Identify rigid dietary rules and design experiments to test what happens when you break them.
Eating disorders are maintained by strict rules about what, when, and how much to eat. This worksheet helps you identify a specific rule, predict what will happen if you break it, and then test it. Most people discover the feared outcome doesn't happen.
Use in Stage 3 of CBT-E when addressing dietary rules and rigid food rules. Appropriate once regular eating is established and the client can identify specific dietary rules they follow (e.g., avoiding certain food groups, calorie limits, time-based rules).
Frame as a scientific experiment to test what actually happens when a dietary rule is broken, compared to what the eating disorder predicts. Emphasise that this is collaborative and the client has full control over which rules to test and when.

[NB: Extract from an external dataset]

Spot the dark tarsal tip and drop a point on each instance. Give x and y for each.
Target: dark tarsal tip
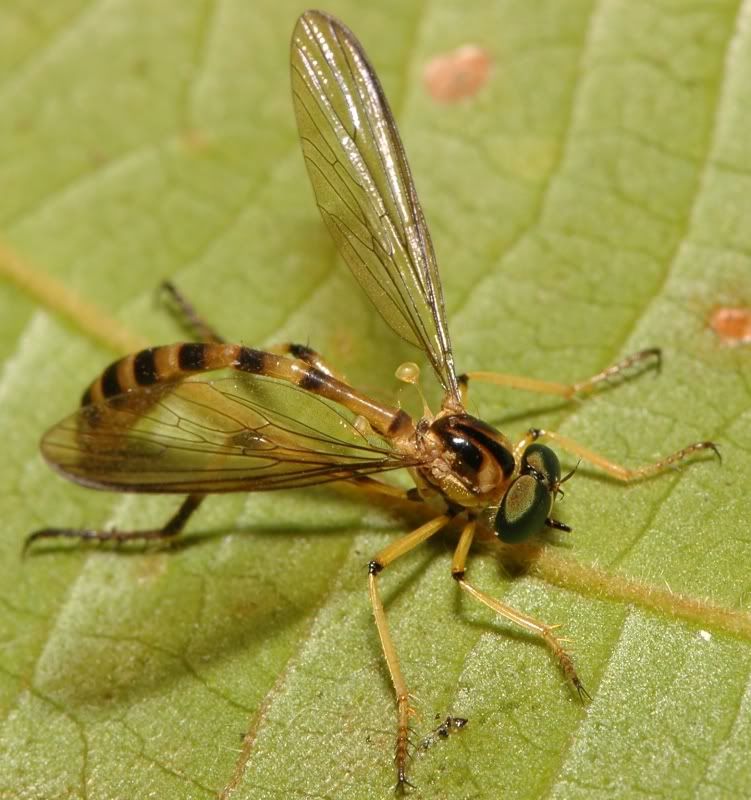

Start with lower-anxiety dietary rules before progressing to more feared ones. For clients with purging behaviour, ensure safety planning is in place before testing rules around 'forbidden' foods. Grade the difficulty collaboratively.
Do not use if the client is medically unstable or if breaking dietary rules could trigger dangerous compensatory behaviours without adequate safety planning. Ensure the therapeutic relationship is strong enough to support potential distress.
Predict outcomes before the experiment — what does the eating disorder say will happen versus what the client thinks might actually happen? Record the actual outcome and compare. Most clients discover their feared consequences are significantly overestimated.
Suitable for clients working with eating disorder, dietary rules, cbt-e, behavioural experiment, food rules. This tool can be used as a standalone worksheet or as part of a structured homework plan.